Abstract

The presidencies of Ronald Reagan oversaw a polarization between the rich and the poor within the USA that found cause in his administrations’ implementation of deregulatory, free-market policies. The attendant dismantling of federal restrictions and programmes saw the erosion of the post-New Deal social contract. With welfare cut back, employment regulations culled and — in a separate but related assault — unions diminished, the working and lower-middle classes discovered themselves despatched to a brutal social and economic realm. Exacerbating things for many, the time similarly saw the unmaking of traditional heavy industries before emerging service industries, a shift in economic power from the Northeast and Midwest to the South and the export of ‘American’ jobs abroad.

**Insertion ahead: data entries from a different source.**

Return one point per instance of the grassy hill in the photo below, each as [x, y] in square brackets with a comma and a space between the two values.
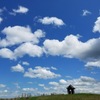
[66, 97]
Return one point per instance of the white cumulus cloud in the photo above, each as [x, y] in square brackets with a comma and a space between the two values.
[17, 68]
[21, 9]
[6, 53]
[51, 20]
[28, 49]
[40, 72]
[19, 34]
[86, 13]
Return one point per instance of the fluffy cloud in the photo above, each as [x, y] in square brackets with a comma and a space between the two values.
[96, 27]
[51, 20]
[24, 49]
[19, 34]
[86, 13]
[25, 63]
[2, 85]
[1, 19]
[40, 72]
[87, 51]
[6, 53]
[29, 49]
[17, 68]
[21, 9]
[54, 68]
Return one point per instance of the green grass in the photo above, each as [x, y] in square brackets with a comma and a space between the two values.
[66, 97]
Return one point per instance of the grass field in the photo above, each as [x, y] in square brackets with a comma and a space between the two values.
[66, 97]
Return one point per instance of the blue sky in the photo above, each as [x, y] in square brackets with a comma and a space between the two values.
[47, 45]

The same regressive tax regime that had been introduced coextensive to the dismantling of ‘big government’ resulted, meanwhile, in the already moneyed benefiting disproportionately. Finance capital flourished, and by the mid-1980s often deficit-funded or even fraudulent speculation — with its culture of asset stripping, quick profits and triumphal posturing — had become widespread. Some economic chickens did, however, come home to roost, at least temporarily, when on ‘Black Monday’, 19 October 1987, a stock-market crash saw $500 billion wiped off share values. In the latter part of the 1980s, moreover, Right-wing hegemony began to fragment in the face of, inter alia, spreading discontent regarding the social and economic consequences of the preceding years, the revelation of the corruption implicit in the Reagan administrations’ covert overseas adventurism and the investigation of insider trading and other illegalities within the stock market.